M–Birr for Easy Access to Banking Services
Tesfaye Chalkisa, a farmer in Guto Gida Wereda in Welega, Oromia, is a client of M-Birr and enjoying it.
He no longer has to make the 50km journey to the banks in the wereda town every time he wants to make payments to clients, receive money, or make deposits and withdrawals. He accesses the services through the agent banks Oromia Credit, a micro-finance institution, has established within his kebele. And as head of the Farmers’ Saving Cooperative in his town, Tesfaye has a lot of transactions to make?
M-Birr, was created for people just like Tesfaye. This brand of mobile banking technology, is a money transfer system designed by Moss ICT Consultancy, a spin off of the Irish firm NCL Technologies.
NCL specializes in the supply of middleware: a platform that helps applications, like Viber, communicate easily with their operating system, like Android, helping both mobile network operators and application developers operate in cohesion.
Moss, initially dubbed M-Birr, was formed in Dublin, Ireland, in 2009, for the exclusive purpose of developing software fit for the Ethiopian context. A year later, it opened offices in Addis Abeba and started marketing its product – the M-Birr software to the micro-finance institutions (MFI) in the country.

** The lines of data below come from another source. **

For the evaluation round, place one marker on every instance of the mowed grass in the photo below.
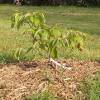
(78, 18)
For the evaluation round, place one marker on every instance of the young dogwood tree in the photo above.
(45, 37)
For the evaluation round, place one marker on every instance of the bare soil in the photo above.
(22, 79)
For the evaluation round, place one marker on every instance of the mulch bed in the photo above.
(26, 78)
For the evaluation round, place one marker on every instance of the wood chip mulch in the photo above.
(20, 80)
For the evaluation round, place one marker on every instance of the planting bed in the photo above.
(22, 79)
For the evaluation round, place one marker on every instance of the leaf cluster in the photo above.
(45, 37)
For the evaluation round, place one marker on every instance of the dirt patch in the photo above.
(22, 79)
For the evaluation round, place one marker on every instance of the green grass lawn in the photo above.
(83, 19)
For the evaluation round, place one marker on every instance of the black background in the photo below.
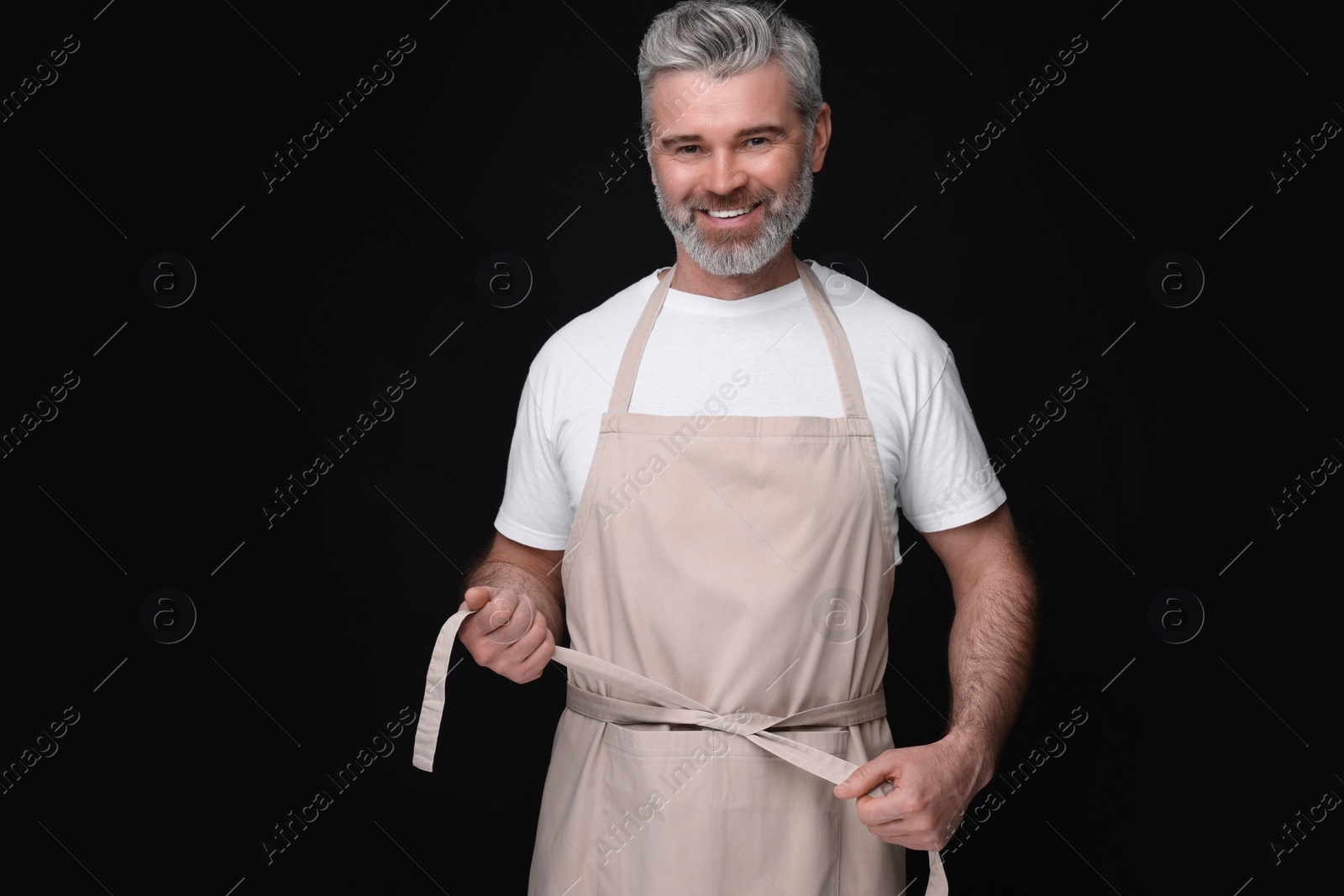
(496, 134)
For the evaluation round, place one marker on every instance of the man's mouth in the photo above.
(729, 212)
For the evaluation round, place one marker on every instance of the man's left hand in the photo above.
(933, 786)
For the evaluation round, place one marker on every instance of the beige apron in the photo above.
(726, 587)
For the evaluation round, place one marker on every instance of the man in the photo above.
(719, 543)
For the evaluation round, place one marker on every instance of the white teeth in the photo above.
(729, 214)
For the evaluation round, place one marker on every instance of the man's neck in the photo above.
(692, 278)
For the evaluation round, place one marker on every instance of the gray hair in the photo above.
(725, 38)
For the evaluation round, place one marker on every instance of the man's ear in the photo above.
(820, 137)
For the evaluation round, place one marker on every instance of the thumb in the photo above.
(864, 779)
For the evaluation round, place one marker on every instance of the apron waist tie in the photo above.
(672, 708)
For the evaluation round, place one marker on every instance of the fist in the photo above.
(507, 634)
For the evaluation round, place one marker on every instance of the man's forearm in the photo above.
(990, 656)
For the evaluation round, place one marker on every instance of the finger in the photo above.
(864, 779)
(522, 647)
(539, 658)
(476, 597)
(511, 617)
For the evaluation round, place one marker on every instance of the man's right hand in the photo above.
(507, 634)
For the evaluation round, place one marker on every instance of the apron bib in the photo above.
(726, 589)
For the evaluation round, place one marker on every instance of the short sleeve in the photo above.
(948, 477)
(537, 504)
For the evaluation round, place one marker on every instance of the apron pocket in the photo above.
(706, 812)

At the time, MFIs were suffering from two major bottlenecks, said Teshome Kebede, general manager of Inclusive Financial Technologies (IFT) S.C. Operational costs were high and outreach was limited. Moss’s offer was therefore accepted.
Laws regarding mobile banking were yet to be declared and it was not until 2012 when that form of banking was allowed to be carried out through agents. Mobile banking was defined by the National Bank as “performing banking activities which primarily consist of opening and maintaining mobile/regular accounts and accepting deposits; furthermore, it includes performing fund transfers or cash in and cash out services using mobile devices.”